Das guerras que ficaram quando a guerra acabou

A Guerra no ultramar, uma página de um manual de nono ano. País multirracial e pluricontinental, movimentos de independência das colónias, para Angola e com força, estatística dos mortos, feridos e gastos de guerra. Independência das colónias, um parágrafo para o regresso dos retornados e siga. Está feito.
Nas aulas partilhamos relatos (cada vez menos, que quem passou pela guerra foi morrendo ou esquecendo, e também há vergonhas que se escondem, e silêncios eternos, que a guerra é como Las Vegas mas em mau- o que lá aconteceu, fica lá). Ainda há os álbuns de fotografias, com as fotos tradicionais com as “namoradas de lá”, dos soldados de braço dado, os aerogramas, as histórias de caça, que parecem limpar o outro lado da guerra. Volta e meia relatos diferentes. Aqueles que levantam a família a meio da noite porque “eles vêm aí”, o familiar que se escondia debaixo da mesa quando o frigorífico fazia um ruído estranho, os estremecimentos quando ouviam helicópteros. Lembro-me agora do homem quer se sentou ao meu lado no autocarro e começou, do nada, a falar (eu nem gosto nada de falar da guerra, menina) e a páginas tantas, estava a contar-me do horror de apanhar corpos desmembrados, e a meter bocados nos sacos pretos- sem saber se aquele braço ou aquela perna eram do mesmo corpo. Que importava isso, era preciso era recolher tudo...

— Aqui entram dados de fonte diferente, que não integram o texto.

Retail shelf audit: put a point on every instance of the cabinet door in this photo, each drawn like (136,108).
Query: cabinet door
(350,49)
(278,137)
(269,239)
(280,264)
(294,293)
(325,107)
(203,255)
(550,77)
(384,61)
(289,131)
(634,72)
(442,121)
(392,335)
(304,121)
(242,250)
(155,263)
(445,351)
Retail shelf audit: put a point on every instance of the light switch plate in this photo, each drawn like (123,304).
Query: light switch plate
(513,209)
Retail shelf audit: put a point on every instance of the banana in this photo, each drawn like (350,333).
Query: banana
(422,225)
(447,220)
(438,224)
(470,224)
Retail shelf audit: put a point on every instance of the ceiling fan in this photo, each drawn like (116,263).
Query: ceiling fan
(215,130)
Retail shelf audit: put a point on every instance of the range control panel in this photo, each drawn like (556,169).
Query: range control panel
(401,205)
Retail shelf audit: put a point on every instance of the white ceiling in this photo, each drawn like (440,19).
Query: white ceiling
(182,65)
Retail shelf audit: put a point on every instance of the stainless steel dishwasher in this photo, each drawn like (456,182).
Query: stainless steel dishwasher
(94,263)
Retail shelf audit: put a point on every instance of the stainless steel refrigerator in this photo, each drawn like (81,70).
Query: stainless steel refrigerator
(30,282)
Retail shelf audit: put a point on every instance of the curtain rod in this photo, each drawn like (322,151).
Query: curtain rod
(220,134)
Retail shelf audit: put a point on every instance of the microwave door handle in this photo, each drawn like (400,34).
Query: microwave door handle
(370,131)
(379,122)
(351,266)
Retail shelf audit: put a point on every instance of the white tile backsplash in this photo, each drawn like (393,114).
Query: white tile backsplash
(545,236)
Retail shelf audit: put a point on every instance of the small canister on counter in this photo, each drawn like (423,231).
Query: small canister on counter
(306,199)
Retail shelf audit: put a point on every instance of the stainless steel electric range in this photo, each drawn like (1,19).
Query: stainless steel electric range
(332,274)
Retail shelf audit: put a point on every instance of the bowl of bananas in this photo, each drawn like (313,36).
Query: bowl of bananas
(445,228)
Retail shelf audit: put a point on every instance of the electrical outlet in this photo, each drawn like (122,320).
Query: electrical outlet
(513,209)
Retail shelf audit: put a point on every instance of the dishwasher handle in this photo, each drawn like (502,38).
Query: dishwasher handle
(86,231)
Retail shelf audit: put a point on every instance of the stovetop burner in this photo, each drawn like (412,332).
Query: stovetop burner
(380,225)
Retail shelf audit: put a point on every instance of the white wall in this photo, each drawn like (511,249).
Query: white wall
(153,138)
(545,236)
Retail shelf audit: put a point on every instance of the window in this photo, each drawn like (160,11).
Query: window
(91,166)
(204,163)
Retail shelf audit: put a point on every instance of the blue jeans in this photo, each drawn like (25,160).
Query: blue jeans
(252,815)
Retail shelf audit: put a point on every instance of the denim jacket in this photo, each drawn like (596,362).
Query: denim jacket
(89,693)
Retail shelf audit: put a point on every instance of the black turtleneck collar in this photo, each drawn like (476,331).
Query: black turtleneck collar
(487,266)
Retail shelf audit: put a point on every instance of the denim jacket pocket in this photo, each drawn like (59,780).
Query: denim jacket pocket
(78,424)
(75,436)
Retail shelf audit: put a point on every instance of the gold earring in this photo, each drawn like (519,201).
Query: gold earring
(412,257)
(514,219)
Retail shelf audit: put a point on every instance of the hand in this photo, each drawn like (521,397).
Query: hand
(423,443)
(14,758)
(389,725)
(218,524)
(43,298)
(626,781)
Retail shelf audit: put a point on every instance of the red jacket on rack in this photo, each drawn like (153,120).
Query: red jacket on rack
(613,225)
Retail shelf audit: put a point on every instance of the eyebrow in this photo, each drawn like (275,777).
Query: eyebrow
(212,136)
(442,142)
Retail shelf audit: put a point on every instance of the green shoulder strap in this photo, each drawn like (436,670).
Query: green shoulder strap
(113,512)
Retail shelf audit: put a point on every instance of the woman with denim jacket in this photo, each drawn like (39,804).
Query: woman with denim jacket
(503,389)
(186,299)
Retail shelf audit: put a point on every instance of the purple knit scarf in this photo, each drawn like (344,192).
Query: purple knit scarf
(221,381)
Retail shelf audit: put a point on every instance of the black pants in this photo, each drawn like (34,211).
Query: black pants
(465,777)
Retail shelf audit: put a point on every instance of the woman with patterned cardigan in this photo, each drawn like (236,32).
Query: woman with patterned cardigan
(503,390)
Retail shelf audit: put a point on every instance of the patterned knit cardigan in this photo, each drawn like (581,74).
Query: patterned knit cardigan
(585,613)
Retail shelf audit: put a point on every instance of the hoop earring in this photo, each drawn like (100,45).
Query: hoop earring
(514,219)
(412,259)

Foram lutar pela pátria porque os mandaram, voltaram outros, sem que ninguém se preocupasse com isso- havia problemas maiores a resolver, laços a estabelecer com as ex-colónias agora livres, uma integração europeia a concretizar, o problema dos que retornavam para resolver, a democratização que se queria fazer. Os soldados eram só isso. Soldados. Danos colaterais de uma guerra que outros começaram e acabaram. Carne para canhão. E esqueceram-se daqueles que continuaram a viver (e a fazer viver os seus) em guerra e na guerra o resto da sua vida. Os tratados de paz só acabam com as guerras no papel. Para alguns, a guerra acabou mesmo com o seu regresso a casa. Mas em muitas casas continuaram a existir as catanas, o cheiro a pólvora e a sangue e o ódio aos pretos. Assim. Às vezes saem do buraco e aparecem. Assassinos, sim. Sem desculpa, sem perdão. Mas nasceram assassinos ou foi a nação valente e imortal que os fez assassinos e depois os deixou por aí, à solta?